Meeting these challenges requires economic growth of at least 1.5% to 2% per year. That is the minimum level to keep pace with rising expenditure, but leaves no room for improvement in our purchasing power, better social services and further investment for the future. However, projections by the Netherlands Bureau for Economic Policy Analysis (CPB) show that the Dutch economy will grow by only 0.9% per year in the medium term. Achieving the additional growth needed is not easy. To do so, at least EUR 151 to 187 billion in additional, largely private investment will be needed up to 2035. This investment challenge is central to this report: without this boost, our future (broad-based) prosperity will decline.
International developments are making this challenge even more acute. The United States and China are rapidly increasing their lead in critical technologies. While they are investing heavily in technological self-sufficiency and dominance in critical technologies such as artificial intelligence (AI), semiconductors, drones and biotechnology, the Netherlands is falling further behind. The gap in investment by large European and American companies has grown from 36% to 76% in seven years, to EUR 700 billion per year.
Mario Draghi sounded the alarm last year about Europe's competitiveness. The following two chapters show that the situation in the Netherlands is also critical. For our future prosperity, it is absolutely essential that we pursue economic growth and increase our strategic relevance. This is not an abstract goal, but a precondition for keeping the Netherlands a prosperous, safe and liveable country in the future.
The Netherlands finds itself at a decisive moment in its economic development. In order to fund our societal transitions, we must generate at least 1.5% to 2% economic growth. The key to this growth lies in rising labour productivity, which requires at least EUR 151 to 187 billion in productivity-enhancing investments. By directing these investments towards socially important domains, everyone can benefit.
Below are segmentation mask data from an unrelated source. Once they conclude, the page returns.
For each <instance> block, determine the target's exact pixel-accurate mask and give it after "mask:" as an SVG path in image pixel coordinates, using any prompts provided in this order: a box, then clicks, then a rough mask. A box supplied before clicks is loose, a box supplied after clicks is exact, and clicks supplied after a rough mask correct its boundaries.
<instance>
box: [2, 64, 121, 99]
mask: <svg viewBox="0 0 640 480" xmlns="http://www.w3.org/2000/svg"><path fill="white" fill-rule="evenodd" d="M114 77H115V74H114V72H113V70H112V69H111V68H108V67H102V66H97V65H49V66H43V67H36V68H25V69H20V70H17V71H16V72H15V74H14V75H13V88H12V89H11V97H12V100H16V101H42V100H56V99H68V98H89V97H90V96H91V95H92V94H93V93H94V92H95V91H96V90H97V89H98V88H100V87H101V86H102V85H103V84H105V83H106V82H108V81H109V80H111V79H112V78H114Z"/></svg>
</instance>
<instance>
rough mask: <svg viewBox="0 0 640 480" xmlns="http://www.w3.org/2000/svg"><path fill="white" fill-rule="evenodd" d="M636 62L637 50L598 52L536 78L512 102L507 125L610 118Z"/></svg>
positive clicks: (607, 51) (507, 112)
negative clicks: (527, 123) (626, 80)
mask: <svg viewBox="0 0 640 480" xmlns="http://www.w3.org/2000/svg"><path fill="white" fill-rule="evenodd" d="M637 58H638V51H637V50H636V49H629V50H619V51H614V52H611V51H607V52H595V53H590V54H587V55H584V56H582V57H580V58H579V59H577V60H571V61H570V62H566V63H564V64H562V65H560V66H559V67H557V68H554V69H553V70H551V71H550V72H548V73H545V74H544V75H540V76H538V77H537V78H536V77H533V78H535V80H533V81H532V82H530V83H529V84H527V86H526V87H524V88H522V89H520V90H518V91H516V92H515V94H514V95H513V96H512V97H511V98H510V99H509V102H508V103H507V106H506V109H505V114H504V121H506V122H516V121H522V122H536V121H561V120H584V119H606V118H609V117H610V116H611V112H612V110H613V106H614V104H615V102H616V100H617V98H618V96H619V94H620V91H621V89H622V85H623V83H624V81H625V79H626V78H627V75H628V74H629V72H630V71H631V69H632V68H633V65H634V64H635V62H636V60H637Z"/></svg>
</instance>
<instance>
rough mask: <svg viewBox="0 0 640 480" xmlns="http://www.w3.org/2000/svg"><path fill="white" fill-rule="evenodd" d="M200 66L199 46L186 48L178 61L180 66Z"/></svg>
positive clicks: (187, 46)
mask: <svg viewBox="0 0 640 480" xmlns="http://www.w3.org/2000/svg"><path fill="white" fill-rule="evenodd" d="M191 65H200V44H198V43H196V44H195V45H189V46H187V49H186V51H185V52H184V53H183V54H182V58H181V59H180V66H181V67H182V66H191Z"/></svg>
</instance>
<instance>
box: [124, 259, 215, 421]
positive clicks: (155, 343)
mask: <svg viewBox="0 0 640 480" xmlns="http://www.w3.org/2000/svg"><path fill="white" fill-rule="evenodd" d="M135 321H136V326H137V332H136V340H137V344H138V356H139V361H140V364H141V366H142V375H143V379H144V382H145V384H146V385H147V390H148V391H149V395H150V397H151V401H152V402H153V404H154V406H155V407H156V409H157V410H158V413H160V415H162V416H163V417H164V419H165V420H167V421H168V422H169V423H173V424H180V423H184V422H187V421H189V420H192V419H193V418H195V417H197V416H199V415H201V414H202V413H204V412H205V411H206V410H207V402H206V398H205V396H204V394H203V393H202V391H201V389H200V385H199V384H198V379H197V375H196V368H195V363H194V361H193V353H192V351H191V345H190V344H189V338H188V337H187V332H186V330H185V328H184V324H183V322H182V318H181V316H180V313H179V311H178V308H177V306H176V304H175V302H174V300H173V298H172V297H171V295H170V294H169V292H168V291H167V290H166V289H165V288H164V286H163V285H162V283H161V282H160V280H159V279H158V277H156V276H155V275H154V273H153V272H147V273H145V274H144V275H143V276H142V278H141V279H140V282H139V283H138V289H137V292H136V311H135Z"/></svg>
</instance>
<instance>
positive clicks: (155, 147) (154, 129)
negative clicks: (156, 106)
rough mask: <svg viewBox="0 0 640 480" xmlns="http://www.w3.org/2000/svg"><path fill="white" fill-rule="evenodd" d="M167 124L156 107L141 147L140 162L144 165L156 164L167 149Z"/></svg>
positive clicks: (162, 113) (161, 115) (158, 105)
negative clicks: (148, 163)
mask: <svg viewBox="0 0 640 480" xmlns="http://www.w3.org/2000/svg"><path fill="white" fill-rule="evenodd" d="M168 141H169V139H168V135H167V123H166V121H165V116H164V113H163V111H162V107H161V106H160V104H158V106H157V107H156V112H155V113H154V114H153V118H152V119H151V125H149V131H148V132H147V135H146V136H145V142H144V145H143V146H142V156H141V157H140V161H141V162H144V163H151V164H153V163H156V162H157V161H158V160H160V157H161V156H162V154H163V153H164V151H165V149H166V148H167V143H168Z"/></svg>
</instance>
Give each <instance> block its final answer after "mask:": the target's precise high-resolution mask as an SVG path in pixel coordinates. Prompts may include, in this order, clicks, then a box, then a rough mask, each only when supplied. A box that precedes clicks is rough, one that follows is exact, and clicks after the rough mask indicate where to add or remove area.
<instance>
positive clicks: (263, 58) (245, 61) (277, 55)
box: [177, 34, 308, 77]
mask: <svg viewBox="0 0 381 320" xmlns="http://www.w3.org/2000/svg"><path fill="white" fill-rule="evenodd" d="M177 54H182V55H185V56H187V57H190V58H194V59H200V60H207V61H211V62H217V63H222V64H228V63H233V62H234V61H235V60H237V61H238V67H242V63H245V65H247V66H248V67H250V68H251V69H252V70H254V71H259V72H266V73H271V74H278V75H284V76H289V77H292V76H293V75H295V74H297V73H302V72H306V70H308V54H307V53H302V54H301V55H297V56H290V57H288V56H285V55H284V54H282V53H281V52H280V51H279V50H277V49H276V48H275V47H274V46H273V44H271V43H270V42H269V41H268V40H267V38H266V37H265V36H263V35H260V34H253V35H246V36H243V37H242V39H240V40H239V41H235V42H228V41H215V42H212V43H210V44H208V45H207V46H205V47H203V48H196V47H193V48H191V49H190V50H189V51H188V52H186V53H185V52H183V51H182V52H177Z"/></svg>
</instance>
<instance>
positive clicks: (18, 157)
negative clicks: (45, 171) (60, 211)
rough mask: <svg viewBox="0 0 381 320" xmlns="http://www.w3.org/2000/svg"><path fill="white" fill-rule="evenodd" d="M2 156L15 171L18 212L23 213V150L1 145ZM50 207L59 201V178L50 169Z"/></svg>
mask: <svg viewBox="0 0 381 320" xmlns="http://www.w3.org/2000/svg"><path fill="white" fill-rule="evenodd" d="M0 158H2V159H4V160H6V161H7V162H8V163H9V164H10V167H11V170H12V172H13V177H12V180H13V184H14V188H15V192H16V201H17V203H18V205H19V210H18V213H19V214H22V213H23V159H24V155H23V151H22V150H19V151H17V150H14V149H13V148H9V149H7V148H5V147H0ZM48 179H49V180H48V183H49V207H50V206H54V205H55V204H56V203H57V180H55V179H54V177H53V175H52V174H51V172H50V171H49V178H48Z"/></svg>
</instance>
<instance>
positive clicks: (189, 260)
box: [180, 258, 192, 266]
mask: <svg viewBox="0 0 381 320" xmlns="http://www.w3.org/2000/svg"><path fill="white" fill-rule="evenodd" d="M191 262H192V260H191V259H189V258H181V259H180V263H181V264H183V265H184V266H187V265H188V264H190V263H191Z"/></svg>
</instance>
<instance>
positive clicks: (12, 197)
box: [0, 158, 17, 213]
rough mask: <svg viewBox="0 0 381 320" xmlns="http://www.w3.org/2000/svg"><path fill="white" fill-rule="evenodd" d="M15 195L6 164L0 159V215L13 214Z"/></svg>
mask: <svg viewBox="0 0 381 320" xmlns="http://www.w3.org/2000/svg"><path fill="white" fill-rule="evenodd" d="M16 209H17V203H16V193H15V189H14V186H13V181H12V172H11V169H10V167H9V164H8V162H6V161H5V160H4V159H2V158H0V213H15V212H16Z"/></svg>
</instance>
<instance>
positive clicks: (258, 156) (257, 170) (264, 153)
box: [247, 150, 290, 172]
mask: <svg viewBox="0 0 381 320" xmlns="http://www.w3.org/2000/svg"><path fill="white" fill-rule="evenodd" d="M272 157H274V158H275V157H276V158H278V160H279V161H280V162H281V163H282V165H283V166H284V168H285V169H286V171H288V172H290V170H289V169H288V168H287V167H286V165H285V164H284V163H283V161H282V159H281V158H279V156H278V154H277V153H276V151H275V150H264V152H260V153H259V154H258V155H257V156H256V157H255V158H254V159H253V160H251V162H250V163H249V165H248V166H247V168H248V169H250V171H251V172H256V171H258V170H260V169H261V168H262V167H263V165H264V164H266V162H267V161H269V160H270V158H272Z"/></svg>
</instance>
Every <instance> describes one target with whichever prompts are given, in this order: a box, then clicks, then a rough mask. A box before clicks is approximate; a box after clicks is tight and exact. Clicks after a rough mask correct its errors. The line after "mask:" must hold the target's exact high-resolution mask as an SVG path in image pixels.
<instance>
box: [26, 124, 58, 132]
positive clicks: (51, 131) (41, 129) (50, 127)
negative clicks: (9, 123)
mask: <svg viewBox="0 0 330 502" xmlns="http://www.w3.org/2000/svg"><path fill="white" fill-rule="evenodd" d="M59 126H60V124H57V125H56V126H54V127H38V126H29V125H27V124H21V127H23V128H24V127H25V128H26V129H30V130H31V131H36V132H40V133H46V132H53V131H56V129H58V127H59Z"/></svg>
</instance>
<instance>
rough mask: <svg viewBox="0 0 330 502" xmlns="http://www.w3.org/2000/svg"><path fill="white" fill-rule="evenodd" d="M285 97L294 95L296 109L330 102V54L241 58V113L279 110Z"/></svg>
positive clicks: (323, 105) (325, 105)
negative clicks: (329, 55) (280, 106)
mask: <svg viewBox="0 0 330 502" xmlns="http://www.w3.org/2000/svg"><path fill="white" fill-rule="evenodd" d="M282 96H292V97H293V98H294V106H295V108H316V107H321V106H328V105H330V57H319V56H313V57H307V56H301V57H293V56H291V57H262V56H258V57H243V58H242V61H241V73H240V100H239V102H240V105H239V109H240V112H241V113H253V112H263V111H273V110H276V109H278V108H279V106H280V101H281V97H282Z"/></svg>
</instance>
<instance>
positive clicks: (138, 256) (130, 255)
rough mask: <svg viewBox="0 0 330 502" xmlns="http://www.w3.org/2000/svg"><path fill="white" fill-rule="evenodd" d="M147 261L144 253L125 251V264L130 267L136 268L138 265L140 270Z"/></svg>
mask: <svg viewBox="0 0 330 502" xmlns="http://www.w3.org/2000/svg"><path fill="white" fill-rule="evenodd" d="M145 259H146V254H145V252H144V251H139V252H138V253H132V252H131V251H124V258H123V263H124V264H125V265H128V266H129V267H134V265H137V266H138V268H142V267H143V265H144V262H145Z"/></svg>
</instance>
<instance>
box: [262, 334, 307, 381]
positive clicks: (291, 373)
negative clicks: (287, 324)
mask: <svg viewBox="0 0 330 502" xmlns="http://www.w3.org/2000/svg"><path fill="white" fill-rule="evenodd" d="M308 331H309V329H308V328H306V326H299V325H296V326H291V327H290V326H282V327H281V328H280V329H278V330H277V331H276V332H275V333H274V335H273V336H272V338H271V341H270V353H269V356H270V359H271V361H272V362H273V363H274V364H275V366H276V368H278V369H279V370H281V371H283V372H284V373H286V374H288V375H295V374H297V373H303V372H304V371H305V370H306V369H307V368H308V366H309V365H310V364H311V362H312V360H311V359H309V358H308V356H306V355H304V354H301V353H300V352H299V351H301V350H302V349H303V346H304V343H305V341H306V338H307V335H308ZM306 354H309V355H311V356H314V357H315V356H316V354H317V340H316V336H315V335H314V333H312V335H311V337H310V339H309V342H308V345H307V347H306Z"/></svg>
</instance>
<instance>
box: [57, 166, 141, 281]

"If you don't count technologically, you don't sit at the table - and if you don't sit at the table, you're on the menu."
- Peter Wennink
The Netherlands and Europe are rapidly falling behind China and the US technologically. To remain strategically relevant, the Netherlands must build technological niche positions in four domains: digitalisation and AI, security and resilience, energy and climate technology, and life sciences and biotechnology. This requires significantly higher R&D investments and a much more effective translation of scientific knowledge into commercial applications and scalable businesses.